IV - cartão do CNPJ ou instrumento que o venha substituir; V comprovante de efetivo funcionamento no município.

§ 1º No formulário estabelecido no caput deste artigo deverá constar a localização da sede da organização, declaração da atividade principal desenvolvida pela organização e nome e qualificação completas dos seus dirigentes.

§ 2º As Organizações para participarem do CMOS, deverão declarar, ainda, se remuneram, por qualquer forma, os cargos de diretoria ou conselhos, ou distribui lucros, bonificações ou vantagens a dirigentes, mantenedores ou associados, a fim de classificação como organizações sem fins lucrativos, assistenciais, sociais ou outras.

Art. 3º. A organização cadastrada, deverá anualmente manifestar por escrito a sua vontade em participar do CMOS, juntamente com relatório circunstanciado das suas atividades até aquela data, bem como, a revalidação de documentos cujos prazos tenham expirado. § 1º O descumprimento do tratado no caput deste artigo, impossibilitará a participação da Organização das atividades conseqüentes desta Lei.

§ 2º O não atendimento do estatuído neste artigo por dois anos consecutivos, acarretará na eliminação da organização do CMOS.

§ 3º As irregularidades ou o não atendimento do que está estabelecido nesta Lei, deverá ser comunicado às organizações responsáveis, pessoalmente ou por edital, antes de qualquer decisão definitiva.

Art. 4º. O cadastramento e o controle estabelecido nesta Lei ficará a cargo da Procuradoria Geral do Município de Maricá, que deverá atribuir uma numeração, para cada organização cadastrada, consecutivamente.

Parágrafo único. A Procuradoria Geral do Município de Maricá deverá, anualmente, publicar a relação das organizações com cadastros ativos no CMOS.

Art. 5º. O cadastro de que trata esta Lei é público e poderá ser solicitado a qualquer tempo, por qualquer pessoa, através de processo formalizado, dirigido à Procuradoria Geral do Município de Maricá.
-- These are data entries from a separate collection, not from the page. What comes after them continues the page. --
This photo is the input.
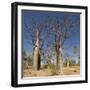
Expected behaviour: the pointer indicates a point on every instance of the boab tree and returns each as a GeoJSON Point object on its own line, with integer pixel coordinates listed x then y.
{"type": "Point", "coordinates": [63, 28]}
{"type": "Point", "coordinates": [38, 34]}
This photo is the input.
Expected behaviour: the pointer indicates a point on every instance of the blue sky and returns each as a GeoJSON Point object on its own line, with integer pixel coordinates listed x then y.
{"type": "Point", "coordinates": [39, 16]}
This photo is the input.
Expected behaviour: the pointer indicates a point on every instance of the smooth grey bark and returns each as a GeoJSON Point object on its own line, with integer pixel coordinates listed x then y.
{"type": "Point", "coordinates": [36, 53]}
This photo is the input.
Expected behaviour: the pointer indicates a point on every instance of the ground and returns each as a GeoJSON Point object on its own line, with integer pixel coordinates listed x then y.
{"type": "Point", "coordinates": [74, 70]}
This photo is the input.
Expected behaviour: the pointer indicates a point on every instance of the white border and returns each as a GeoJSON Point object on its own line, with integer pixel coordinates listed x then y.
{"type": "Point", "coordinates": [82, 48]}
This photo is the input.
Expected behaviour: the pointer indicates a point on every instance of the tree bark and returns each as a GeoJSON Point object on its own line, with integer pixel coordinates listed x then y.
{"type": "Point", "coordinates": [36, 53]}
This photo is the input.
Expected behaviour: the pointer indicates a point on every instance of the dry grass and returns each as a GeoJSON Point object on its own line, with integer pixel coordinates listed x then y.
{"type": "Point", "coordinates": [74, 70]}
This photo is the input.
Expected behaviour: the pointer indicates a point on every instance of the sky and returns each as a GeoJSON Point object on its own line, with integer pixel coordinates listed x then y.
{"type": "Point", "coordinates": [39, 16]}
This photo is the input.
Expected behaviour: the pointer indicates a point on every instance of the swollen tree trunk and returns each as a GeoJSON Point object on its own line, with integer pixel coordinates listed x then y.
{"type": "Point", "coordinates": [61, 61]}
{"type": "Point", "coordinates": [36, 53]}
{"type": "Point", "coordinates": [59, 58]}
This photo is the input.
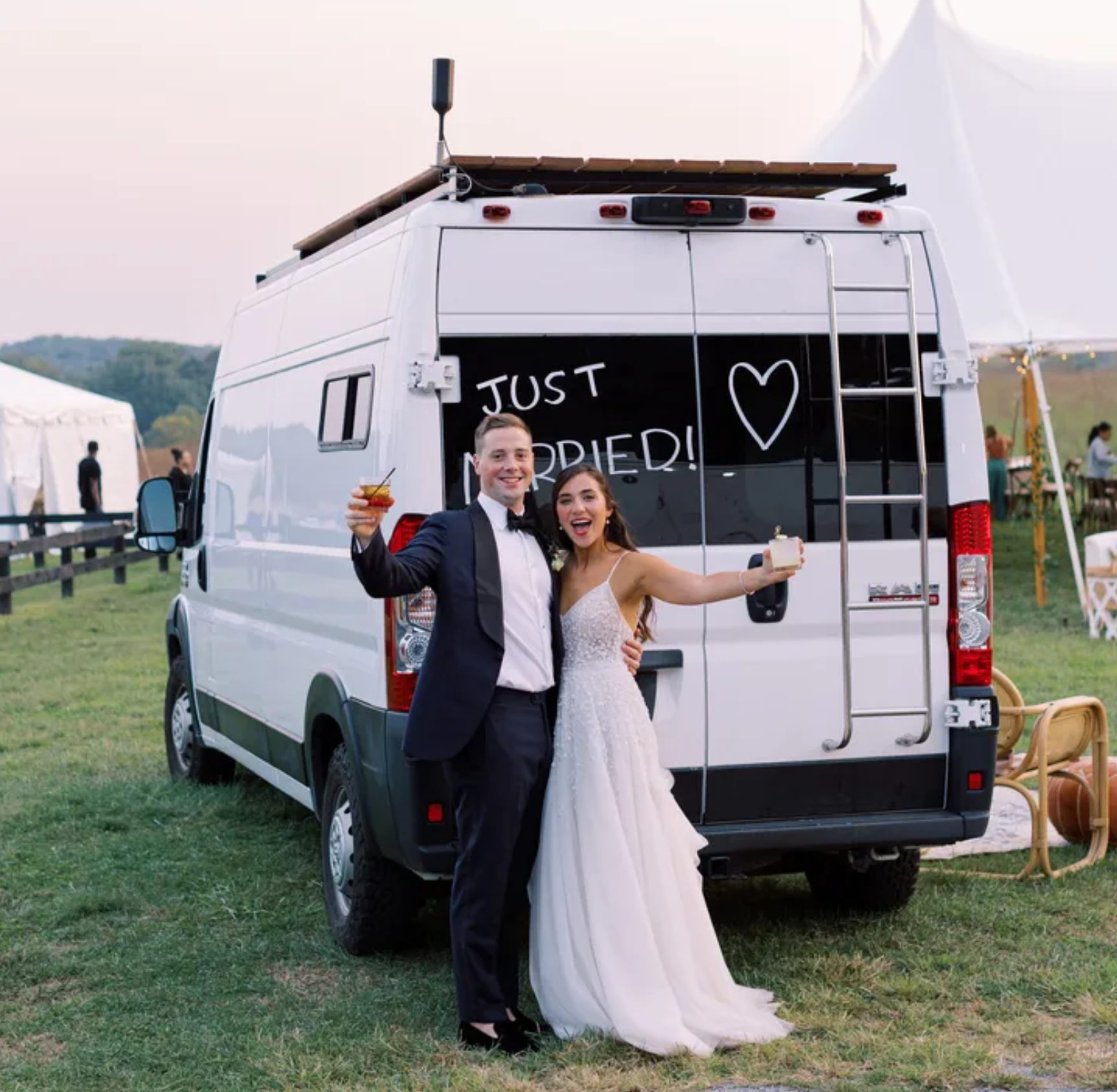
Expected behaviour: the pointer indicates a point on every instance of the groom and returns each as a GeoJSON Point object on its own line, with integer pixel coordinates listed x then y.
{"type": "Point", "coordinates": [484, 706]}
Art. 6º. As organizações não governamentais ficam condicionadas à participação no CMOS, para a concessão de qualquer benefício ou direito, instituído por lei ou ato administrativo, tendo esta Lei eficácia complementar à Legislação específica, preservando-se o ato jurídico perfeito, a coisa julgada e o direito adquirido.

Art. 7º Altera o artigo 3º, revogando os seus incisos, da Lei nº 1668, de 7 de julho de 1997, passando a ter a seguinte redação:

Art. 3º. A concessão da Declaração de Utilidade Pública ficará condicionada à participação da instituição no CMOS Cadastro Municipal de Organizações Sociais.
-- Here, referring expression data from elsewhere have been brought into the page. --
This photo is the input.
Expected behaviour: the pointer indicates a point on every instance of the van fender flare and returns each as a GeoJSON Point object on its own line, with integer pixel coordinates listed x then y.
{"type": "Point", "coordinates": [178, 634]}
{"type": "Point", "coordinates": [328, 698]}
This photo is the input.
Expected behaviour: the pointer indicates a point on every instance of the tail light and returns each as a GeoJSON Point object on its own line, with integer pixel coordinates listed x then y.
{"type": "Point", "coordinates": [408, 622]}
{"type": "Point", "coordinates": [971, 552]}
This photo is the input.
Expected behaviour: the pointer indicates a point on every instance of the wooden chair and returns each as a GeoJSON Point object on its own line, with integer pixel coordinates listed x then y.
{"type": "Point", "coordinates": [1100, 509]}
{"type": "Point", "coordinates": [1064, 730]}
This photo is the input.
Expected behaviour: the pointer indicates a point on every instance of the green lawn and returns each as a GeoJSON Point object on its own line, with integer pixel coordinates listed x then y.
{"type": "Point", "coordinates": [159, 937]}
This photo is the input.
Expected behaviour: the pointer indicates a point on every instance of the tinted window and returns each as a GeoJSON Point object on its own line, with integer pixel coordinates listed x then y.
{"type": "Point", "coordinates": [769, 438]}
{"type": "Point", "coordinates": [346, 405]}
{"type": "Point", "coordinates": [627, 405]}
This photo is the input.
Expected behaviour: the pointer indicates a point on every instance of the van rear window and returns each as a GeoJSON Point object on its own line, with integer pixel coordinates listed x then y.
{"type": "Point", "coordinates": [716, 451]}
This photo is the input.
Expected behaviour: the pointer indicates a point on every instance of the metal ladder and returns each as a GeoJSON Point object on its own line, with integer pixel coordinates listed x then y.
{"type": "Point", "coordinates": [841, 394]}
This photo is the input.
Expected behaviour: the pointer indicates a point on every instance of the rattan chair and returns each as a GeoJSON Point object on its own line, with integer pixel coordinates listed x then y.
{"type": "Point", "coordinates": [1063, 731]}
Art. 8º. Altera o artigo 4º e seus incisos, da Lei nº 1668, de 7 de julho de 1997, passando a ter a seguinte redação:

Art. 4º. Para a solicitação de Declaração de Utilidade Pública, a instituição deverá apresentar certidão emitida pela Procuradoria Geral do Município, declarando que:

I - a instituição está regularizada junto ao CMOS Cadastro Municipal de Organizações Sociais;

II - a instituição comprova sua atuação há pelo menos 2 (dois) anos;

III - a instituição possui fim público, sem qualquer discriminação quanto aos benefícios oferecidos;

IV - a instituição não tem finalidade lucrativa;

V - a instituição não remunera, sob qualquer forma, seus dirigentes e conselheiros;

VI - a instituição aplica integralmente os seus recursos no país, na manutenção dos seus objetivos estatutários.

Art. 9º. O Poder Executivo Municipal de Maricá deverá editar em até 90 (noventa) dias, a contar do início da sua vigência, os atos necessários à regulamentação da presente Lei.

Art. 10. Esta Lei entra em vigor na data da sua publicação.

Município de Maricá, Estado do Rio de Janeiro, 11 de julho de 2007.